Les poëtes démocratiques paraîtront toujours petits et froids s’ils essaient de donner à des dieux, à des démons ou à des anges, des formes corporelles, et s’ils cherchent à les faire descendre du ciel pour se disputer la terre.

Mais s’ils veulent rattacher les grands événements qu’ils retracent aux desseins généraux de Dieu sur l’univers, et, sans montrer la main du souverain maître, faire pénétrer dans sa pensée, ils seront admirés et compris, car l’imagination de leurs contemporains suit d’elle-même cette route.

On peut également prévoir que les poëtes qui vivent dans les âges démocratiques peindront des passions et des idées plutôt que des personnes et des actes.

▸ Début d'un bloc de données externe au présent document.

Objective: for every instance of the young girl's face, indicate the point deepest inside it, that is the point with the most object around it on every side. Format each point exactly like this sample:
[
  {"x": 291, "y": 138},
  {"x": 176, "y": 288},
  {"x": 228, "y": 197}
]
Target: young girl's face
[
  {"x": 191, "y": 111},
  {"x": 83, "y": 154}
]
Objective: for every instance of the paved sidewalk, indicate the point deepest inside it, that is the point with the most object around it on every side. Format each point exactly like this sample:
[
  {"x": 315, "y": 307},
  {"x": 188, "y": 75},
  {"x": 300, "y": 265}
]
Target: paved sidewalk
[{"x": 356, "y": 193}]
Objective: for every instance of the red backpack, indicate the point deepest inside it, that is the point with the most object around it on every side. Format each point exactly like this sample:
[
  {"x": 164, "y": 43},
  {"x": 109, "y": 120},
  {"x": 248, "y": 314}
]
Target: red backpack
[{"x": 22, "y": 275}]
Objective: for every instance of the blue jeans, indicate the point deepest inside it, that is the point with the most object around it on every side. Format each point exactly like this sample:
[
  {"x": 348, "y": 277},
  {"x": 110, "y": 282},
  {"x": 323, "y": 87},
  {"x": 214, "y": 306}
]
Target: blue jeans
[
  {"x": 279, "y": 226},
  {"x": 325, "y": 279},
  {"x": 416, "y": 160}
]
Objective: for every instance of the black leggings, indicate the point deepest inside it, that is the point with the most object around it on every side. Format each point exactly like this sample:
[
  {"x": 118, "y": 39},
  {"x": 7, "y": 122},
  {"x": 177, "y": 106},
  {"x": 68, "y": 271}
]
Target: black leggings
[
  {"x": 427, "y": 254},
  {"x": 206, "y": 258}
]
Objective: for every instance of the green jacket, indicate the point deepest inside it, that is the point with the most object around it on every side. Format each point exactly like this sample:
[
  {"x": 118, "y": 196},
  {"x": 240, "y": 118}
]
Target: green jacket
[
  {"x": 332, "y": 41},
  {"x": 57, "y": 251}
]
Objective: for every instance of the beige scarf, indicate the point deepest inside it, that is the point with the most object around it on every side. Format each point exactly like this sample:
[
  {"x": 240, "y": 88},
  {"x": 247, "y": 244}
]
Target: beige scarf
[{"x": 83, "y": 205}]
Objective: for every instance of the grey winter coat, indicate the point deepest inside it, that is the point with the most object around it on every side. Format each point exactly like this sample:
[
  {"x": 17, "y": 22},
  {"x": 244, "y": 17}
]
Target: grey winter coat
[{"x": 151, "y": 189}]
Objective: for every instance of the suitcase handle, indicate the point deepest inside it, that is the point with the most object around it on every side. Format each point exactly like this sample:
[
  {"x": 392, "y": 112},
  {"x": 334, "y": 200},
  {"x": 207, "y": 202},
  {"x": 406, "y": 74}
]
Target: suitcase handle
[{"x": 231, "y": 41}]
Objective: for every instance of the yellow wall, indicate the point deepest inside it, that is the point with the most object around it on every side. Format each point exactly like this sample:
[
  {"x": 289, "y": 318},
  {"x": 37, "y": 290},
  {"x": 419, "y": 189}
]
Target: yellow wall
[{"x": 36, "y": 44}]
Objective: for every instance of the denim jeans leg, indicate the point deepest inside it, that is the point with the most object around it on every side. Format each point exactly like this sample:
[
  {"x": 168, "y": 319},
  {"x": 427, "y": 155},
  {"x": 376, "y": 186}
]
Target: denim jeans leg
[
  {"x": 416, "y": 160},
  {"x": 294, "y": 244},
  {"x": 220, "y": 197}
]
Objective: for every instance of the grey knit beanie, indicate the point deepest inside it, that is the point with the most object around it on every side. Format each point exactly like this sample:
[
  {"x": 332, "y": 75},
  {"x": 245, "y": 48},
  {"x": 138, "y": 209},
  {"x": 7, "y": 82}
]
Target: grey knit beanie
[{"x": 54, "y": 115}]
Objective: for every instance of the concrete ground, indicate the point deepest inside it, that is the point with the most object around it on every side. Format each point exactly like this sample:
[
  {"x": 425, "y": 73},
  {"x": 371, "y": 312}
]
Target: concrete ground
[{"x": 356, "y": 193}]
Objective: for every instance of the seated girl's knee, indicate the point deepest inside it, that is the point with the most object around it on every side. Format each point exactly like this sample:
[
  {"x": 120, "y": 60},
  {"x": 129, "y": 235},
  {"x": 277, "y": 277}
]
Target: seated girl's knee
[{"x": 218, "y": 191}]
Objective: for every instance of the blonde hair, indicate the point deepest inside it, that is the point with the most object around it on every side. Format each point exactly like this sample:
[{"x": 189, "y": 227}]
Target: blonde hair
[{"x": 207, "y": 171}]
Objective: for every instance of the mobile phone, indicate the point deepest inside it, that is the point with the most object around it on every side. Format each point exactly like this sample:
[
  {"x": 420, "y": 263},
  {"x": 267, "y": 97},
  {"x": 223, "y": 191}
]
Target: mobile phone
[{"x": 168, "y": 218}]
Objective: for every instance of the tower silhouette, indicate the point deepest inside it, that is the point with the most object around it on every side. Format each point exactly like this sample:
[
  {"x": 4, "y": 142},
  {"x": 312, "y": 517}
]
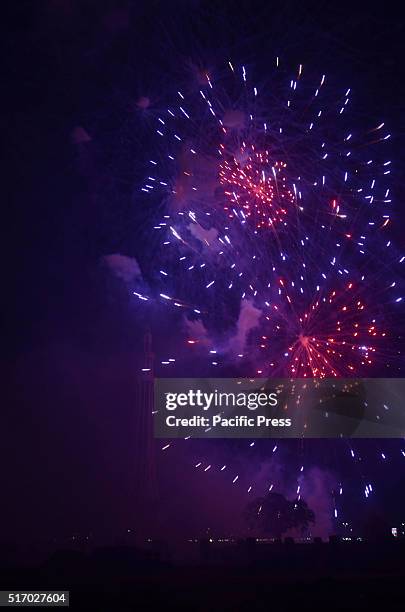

Le langage, le costume et les actions journalières des hommes dans les démocraties se refusent à l’imagination de l’idéal. Ces choses ne sont pas poétiques par elles-mêmes, et elles cesseraient d’ailleurs de l’être, par cette raison qu’elles sont trop bien connues de tous ceux auxquels on entreprendrait d’en parler. Cela force les poëtes à percer sans cesse au-dessous de la surface extérieure que les sens leur découvrent, afin d’entrevoir l’âme elle-même. Or, il n’y a rien qui prête plus à la peinture de l’idéal que l’homme ainsi envisagé dans les profondeurs de sa nature immatérielle.